A Minneapolis man was charged Friday with threatening law enforcement officials and writing on Twitter that a “massacre” would happen if authorities did not free six men who were arrested earlier this week and accused of trying to travel to Syria to join the Islamic State group, Midnimo.com reported.
“Mpls. Man Charged with Making Threats in Islamic State Group Case,” By: Joe Augustine, KSTP, April 25, 2015
A Minneapolis man is accused of threatening federal agents, the U.S. Attorney in Minnesota, and a criminal informant who assisted in the arrest of six men accused of trying to join the Islamic State terrorist group in Syria.
Mahamed Abukar Said was charged in federal court Friday after posting a series threats on his Twitter page, according to an FBI affidavit.
The tweets have since been deleted but investigators used screen grabs to capture the threatening messages. They claim to have linked the Twitter account to Said using past tweets, a phone number and information from the Division of Vehicle Services.
One tweet said, “Ima whack that US attorney general.” Investigators believe he meant either U.S. Attorney Andrew Luger, who held a press conference about the arrests earlier in the week, or the assistant U.S. Attorney who is prosecuting the case.
Another tweet said, “The feds are getting two choices.
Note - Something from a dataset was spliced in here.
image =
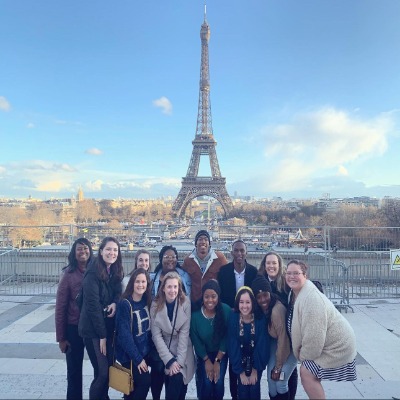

Either they gon free my bros or they gon have a massacre happen then they gon take me too.”
Said is also accused of trying to retaliate against an informant who aided the federal investigation.
Said’s attorney did not return a call for comment Friday night. Said will be detained until a hearing next Wednesday.
The arrests of the six men, all of Somali descent, created tension in Minnesota’s Somali community, the largest in the United States. Since 2007, more than 22 young Somali men have traveled from Minnesota to Somalia to join the militant group al-Shabab. Authorities have also said a handful of Minnesota residents have traveled to Syria to fight with militants in the past year.
The six men were charged after a 10-month investigation that was aided by recordings made by a man who once planned to travel to Syria himself, but then decided to cooperate. Court testimony about the use of an informant, along with the judge’s decision to detain the men, prompted angry reaction from some of the roughly 200 local Somalis who attended Thursday’s hearing.
Meanwhile, a man accused of trying to travel to Syria to join the Islamic State group will be sent from California to Minnesota to face charges.
U.S. Magistrate Judge Karen S. Crawford in San Diego signed a warrant for the removal of Mohamad Farah.
The FBI arrested Farah and Abdurahman Daud last weekend in San Diego. They are among the six men charged in a criminal complaint unsealed Monday with conspiracy to support a foreign terrorist organization. The four others were arrested in Minnesota and authorities say the six are friends.
The complaint says the men planned to reach Syria by going to nearby countries from Minneapolis, San Diego or New York City.
A hearing is scheduled for Daud in San Diego on April 30.